Chewy and Crunchy Granola

Yesterday I ate:

– Big bowl of granola mixed with puffed wheat and topped with unsweetened vanilla Almond Breeze, 1/2 sliced banana and a few sliced strawberries (okay, I lie. This was more like 1 normal sized bowl and then a small bowl following it. What can I say? It was a tasty meal!)

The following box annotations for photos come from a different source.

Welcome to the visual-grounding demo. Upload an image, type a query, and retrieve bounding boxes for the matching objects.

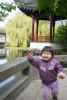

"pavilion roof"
[14,0,67,21]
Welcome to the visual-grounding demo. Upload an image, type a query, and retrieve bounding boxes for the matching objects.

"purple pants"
[43,80,59,100]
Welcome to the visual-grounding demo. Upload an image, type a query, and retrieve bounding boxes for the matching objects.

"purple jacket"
[28,58,63,85]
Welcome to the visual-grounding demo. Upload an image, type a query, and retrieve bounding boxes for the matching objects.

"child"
[27,46,65,100]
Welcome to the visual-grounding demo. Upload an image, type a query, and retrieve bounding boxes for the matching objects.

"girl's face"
[42,51,52,61]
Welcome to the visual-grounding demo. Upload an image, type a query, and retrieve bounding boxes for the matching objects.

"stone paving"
[16,76,67,100]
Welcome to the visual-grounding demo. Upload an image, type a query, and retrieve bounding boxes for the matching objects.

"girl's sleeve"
[56,61,64,73]
[28,58,40,69]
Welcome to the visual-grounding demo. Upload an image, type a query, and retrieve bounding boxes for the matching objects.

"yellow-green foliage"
[7,13,32,47]
[6,13,49,48]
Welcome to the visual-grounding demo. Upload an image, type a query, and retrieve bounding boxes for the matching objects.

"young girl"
[27,46,65,100]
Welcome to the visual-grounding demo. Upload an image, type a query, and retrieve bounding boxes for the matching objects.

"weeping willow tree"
[6,13,31,47]
[6,13,49,48]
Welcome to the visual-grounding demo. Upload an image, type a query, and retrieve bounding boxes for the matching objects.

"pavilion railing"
[29,36,50,42]
[0,55,67,100]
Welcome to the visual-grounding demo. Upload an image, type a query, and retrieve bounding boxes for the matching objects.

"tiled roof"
[14,0,67,20]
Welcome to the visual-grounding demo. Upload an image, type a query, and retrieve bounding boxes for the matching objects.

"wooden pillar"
[32,15,34,41]
[50,16,53,42]
[53,20,55,42]
[36,19,39,41]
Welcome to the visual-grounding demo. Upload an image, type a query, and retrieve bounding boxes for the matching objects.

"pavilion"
[14,0,67,48]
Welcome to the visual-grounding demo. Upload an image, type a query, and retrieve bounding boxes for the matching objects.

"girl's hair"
[41,46,54,57]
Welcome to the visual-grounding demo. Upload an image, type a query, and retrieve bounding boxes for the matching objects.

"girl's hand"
[27,52,33,59]
[58,72,65,79]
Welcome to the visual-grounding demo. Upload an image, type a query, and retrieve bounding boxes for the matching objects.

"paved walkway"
[16,76,67,100]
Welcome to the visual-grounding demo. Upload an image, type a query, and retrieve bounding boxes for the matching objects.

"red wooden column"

– 2 apples and a small bowl of homemade chili with a little wedge of tomato and basil focaccia bread

– 1 almond butter ball and a slice of gingerbread

– 1/2 banana with peanut butter and a few frozen strawberries

– Fresh farmer’s market carrots and celery with hummus, 4 slices of Yves “turkey” smeared with mustard and wrapped around asparagus stalks, and half a raw green pepper used as a scoop for some of that quinoa/bean/veggie dish which is STILL kicking around my fridge. I made enough of it to feed an army, apparently.

– Half a bottle of Yellowtail Cab Sauv (this was fuel for a top-to-bottom clean of the apartment)

Granola Recipe

Originally I wanted to use this recipe as an article for my column at The Uniter, but then I realized that granola is one of those recipes that seems to be just about everywhere and it wouldn’t be very exciting for the paper. So I’m posting it here instead! This is my really tasty Chewy and Crunchy Granola recipe:

Combine 1 1/2 cups oats, 2 tbsp sunflower oil, 3 tbsp brown rice syrup, generous shake of cinnamon, 1 tbsp each wheat germ and flaxseed meal, and 1/2 tbsp almond butter. I baked it in a 300 degrees F oven (much lower temperature than the original recipe called for) for only 20 minutes, flipping it partway through. So. Good. Definitely give this granola a try. It’s chewy and crunchy.

Next time I think I’ll try using 1 1/2 tbsp of oil and 1 tbsp of almond butter instead; I also want to try adding sunflower and sesame seeds to the mix. You could easily add more wheat germ and flax because it’s not noticeable at all with only a tbsp each.